March 3rd, 2012
|10:26 pm - Poetry form question|
Has anyone ever heard of a poetry form like the following?
It's the melding of two different (even opposite) ideas or images. (Example: warrior, healer; nun, hooker; water, fire.) There's a consistent meter, but no rhyme scheme. The structure is:
4 lines - 1st idea
4 lines - 2nd idea
2 lines - 1st idea
2 lines - 2nd idea
1 line - 1st idea
1 line - 2nd idea
1 line - both are melded into one
I quite like this format, but I made it up, and I'm having difficulty finishing the poem because I'm not certain it's working the way I want it to. Thoughts? Questions?
That’s a very interesting form, and I quite like it. Makes me think of the antiphonal nature of Biblical Hebrew poetry, coupled with the strict measure of Western forms — sonnets for psalmists.
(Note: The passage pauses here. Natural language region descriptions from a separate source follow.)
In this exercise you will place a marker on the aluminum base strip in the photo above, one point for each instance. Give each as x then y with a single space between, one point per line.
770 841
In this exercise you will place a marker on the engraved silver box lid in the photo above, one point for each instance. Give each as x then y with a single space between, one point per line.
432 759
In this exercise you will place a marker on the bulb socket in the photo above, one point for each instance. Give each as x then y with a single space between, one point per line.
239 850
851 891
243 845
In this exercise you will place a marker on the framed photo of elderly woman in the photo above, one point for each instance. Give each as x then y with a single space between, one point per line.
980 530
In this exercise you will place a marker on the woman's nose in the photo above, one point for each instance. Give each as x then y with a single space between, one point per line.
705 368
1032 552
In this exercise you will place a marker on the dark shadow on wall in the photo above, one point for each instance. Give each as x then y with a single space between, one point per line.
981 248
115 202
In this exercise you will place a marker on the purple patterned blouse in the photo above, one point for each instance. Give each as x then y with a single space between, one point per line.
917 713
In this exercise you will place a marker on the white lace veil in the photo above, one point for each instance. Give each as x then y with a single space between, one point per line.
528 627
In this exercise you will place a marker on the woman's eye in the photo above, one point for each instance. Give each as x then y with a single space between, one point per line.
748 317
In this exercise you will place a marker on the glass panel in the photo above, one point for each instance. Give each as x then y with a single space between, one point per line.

What is the consistent meter that you are using? Perhaps I could comment intelligently if I knew that. It would give me a very much better idea what this sort of poem sounds like.
At the moment, the meter has roughly four accents. (I think my brain really likes the Old English style, because I keep writing stuff that maybe ought to be iambic pentameter or something and it wants to sound like Beowulf instead.) I'll figure out how to make it conform more closely once I solve the question of the structure.
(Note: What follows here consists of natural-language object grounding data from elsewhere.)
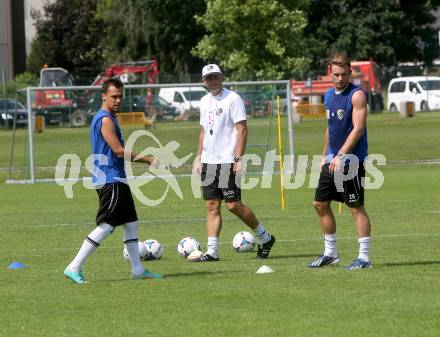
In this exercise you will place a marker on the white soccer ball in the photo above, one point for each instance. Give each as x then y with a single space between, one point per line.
243 242
142 251
154 250
187 245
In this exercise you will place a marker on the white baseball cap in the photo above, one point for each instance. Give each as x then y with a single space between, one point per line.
211 69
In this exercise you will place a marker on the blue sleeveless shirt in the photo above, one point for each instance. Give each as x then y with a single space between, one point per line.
339 109
107 167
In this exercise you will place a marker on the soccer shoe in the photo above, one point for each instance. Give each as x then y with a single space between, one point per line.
358 264
324 260
264 249
76 277
146 275
206 258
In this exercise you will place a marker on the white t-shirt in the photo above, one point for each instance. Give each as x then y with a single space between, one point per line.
218 116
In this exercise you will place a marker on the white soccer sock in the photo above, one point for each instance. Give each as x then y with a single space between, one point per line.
92 241
131 243
330 245
262 234
212 248
364 248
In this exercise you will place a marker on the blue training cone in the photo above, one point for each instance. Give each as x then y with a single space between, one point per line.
16 265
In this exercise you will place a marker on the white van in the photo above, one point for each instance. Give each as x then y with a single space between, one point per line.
183 98
424 91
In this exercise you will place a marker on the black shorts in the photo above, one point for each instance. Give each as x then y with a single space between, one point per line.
353 191
218 182
116 205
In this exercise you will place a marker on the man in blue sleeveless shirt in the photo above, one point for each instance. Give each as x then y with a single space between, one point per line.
116 206
342 166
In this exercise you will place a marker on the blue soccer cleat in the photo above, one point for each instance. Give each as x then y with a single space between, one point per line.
147 275
324 260
358 264
74 276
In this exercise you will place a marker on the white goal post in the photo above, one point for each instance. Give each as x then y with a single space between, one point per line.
31 117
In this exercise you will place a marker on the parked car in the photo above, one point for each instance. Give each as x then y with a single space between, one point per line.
424 91
158 107
10 108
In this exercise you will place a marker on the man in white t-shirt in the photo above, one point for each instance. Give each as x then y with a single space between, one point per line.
222 142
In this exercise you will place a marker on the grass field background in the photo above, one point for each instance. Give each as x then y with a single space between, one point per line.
399 296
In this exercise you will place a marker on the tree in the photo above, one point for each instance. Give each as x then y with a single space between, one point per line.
164 29
254 39
68 36
388 31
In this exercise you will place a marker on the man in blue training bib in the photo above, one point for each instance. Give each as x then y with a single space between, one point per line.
342 167
116 206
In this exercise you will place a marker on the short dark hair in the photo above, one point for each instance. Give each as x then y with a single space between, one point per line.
114 81
339 60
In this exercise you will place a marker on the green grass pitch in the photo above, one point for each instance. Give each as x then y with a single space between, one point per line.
399 296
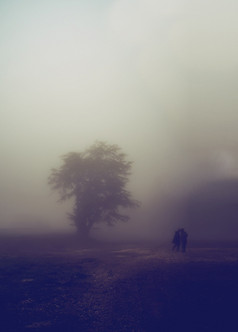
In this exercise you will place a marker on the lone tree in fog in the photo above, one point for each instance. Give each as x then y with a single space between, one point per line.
96 179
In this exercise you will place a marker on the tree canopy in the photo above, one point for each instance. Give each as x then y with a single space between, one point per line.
96 178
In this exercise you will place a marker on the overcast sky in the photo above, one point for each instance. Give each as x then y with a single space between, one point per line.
156 77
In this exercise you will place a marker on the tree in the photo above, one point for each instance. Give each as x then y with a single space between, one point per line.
96 179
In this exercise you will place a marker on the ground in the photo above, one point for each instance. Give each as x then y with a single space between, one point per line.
54 284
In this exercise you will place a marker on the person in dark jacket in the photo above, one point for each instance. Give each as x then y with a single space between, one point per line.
176 241
183 239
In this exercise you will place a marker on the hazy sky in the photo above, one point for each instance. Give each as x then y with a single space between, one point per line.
158 78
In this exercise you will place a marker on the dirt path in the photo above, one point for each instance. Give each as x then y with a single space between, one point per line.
119 289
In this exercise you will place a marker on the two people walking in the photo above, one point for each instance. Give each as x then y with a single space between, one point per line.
180 240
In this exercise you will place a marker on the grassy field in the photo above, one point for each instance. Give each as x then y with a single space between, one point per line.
53 284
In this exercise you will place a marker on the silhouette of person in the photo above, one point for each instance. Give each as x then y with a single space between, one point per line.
176 241
183 239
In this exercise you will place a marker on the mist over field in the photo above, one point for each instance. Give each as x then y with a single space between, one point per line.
158 78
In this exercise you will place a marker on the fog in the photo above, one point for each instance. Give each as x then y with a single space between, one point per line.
158 78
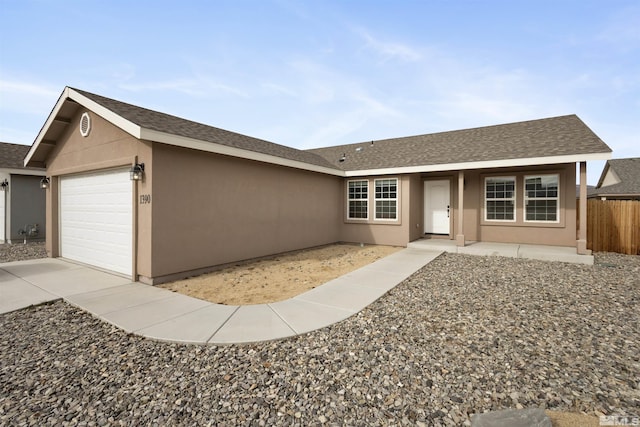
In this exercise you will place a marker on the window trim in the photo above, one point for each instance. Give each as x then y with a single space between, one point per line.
349 200
514 199
525 199
376 199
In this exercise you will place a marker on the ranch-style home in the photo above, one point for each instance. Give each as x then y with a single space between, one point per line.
157 197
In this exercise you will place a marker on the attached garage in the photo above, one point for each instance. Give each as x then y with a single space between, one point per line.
96 219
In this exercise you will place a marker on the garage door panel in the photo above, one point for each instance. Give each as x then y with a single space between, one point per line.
96 219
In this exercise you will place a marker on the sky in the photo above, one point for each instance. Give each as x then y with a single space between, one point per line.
311 73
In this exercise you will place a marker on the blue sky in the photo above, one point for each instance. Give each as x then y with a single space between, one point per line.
316 73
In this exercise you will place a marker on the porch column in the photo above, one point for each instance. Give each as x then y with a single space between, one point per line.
581 244
460 229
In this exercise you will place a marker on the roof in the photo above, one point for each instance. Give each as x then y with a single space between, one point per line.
12 155
554 140
545 140
624 176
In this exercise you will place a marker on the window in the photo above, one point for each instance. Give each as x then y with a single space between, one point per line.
386 198
500 198
541 198
358 200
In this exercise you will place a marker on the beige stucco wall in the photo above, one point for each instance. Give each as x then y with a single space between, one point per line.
105 147
475 229
210 209
379 232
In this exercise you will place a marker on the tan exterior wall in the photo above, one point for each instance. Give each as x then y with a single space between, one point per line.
379 232
476 229
210 209
105 147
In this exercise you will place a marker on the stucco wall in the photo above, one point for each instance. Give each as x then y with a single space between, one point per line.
379 232
106 147
561 234
210 209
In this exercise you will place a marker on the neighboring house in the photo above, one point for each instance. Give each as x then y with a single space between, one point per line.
620 180
209 197
22 202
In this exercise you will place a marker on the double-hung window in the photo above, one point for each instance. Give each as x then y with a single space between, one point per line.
386 198
358 200
500 199
541 201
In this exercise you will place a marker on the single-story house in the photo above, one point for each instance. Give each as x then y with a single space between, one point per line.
157 197
620 180
22 202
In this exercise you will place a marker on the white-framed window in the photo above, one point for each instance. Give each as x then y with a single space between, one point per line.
500 198
386 198
541 198
358 199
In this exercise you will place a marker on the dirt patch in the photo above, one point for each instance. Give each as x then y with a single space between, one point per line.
280 277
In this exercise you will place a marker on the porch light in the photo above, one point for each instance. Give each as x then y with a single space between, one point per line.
137 172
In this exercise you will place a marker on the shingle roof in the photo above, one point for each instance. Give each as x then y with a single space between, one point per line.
556 136
173 125
628 171
12 155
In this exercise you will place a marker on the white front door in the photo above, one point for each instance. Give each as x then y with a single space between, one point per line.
96 221
436 207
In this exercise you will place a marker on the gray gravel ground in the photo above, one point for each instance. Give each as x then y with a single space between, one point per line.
463 335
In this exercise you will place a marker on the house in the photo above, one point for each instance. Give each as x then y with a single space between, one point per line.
22 202
157 197
620 180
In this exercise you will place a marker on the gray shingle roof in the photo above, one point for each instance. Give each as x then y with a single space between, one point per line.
12 155
628 171
556 136
173 125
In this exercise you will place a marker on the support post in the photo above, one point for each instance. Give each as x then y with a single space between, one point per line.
460 228
581 244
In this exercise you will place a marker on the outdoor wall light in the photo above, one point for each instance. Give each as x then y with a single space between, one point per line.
137 172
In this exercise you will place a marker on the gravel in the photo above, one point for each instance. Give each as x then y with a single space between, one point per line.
463 335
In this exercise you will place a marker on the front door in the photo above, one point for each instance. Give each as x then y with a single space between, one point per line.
437 207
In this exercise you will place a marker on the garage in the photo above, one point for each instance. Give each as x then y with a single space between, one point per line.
96 219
Actually, very good question. I wonder if maybe ending with a single line with just four beats is slightly too short, and that's why I'm not completely satisfied with the structure.
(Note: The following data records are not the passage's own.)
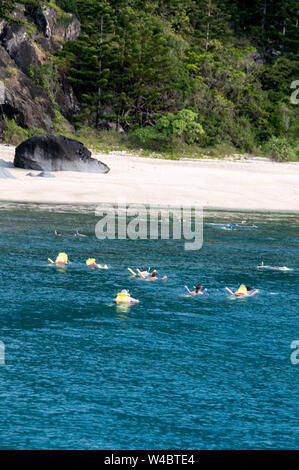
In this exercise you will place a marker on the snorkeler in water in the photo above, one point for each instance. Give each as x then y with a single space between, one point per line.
197 290
154 277
243 291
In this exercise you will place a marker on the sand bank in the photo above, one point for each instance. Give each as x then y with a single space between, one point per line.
255 184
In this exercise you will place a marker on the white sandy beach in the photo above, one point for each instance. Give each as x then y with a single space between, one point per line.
215 184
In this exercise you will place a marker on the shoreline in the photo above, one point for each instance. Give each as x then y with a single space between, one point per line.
216 185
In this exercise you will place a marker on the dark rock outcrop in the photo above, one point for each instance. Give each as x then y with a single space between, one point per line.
27 39
56 153
17 44
4 174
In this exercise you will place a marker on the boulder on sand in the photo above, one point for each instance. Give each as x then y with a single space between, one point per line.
56 153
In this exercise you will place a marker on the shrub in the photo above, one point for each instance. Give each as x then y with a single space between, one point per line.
281 150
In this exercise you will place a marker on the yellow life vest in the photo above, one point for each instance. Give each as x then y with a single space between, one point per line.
62 258
122 298
242 290
91 262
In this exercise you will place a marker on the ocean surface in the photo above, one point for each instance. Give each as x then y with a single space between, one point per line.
172 372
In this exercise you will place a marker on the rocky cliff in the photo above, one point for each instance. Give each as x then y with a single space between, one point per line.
29 36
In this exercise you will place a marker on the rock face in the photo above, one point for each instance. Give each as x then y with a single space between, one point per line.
56 153
28 38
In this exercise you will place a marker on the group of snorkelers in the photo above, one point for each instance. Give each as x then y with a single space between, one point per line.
125 297
242 224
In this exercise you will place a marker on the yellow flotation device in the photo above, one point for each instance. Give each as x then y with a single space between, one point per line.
242 290
62 258
91 262
122 297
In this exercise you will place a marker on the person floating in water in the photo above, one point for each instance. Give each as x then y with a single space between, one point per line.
197 290
124 297
154 277
62 259
243 291
77 234
91 262
144 272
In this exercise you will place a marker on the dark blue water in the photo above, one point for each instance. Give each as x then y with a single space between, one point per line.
171 372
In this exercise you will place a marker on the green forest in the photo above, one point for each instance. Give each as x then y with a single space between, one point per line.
186 74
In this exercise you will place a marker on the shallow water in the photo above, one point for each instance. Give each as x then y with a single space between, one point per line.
172 372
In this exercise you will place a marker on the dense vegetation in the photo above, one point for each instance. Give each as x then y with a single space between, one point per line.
203 72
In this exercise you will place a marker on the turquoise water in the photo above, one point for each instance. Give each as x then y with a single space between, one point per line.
171 372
C. S. Lewis had a habit, when writing in iambic pentameter, of occasionally inserting a sixth foot into his lines for emphasis. It became rather a stylistic tic with him, and I sometimes grit my teeth when reading his poems because I’m waiting for the next shoe (containing an extra foot) to drop. But it is more effective when used sparingly, and might be most effective of all if it is supposed to be there by the rules of the form.
A fifth foot in the last line might be just the thing to add that needed bit of oomph, while giving you room to say what needs saying in the one line that has to touch on both themes. Praps?
Praps! I shall give it a try, and see what happens. Thank you very much for your insight.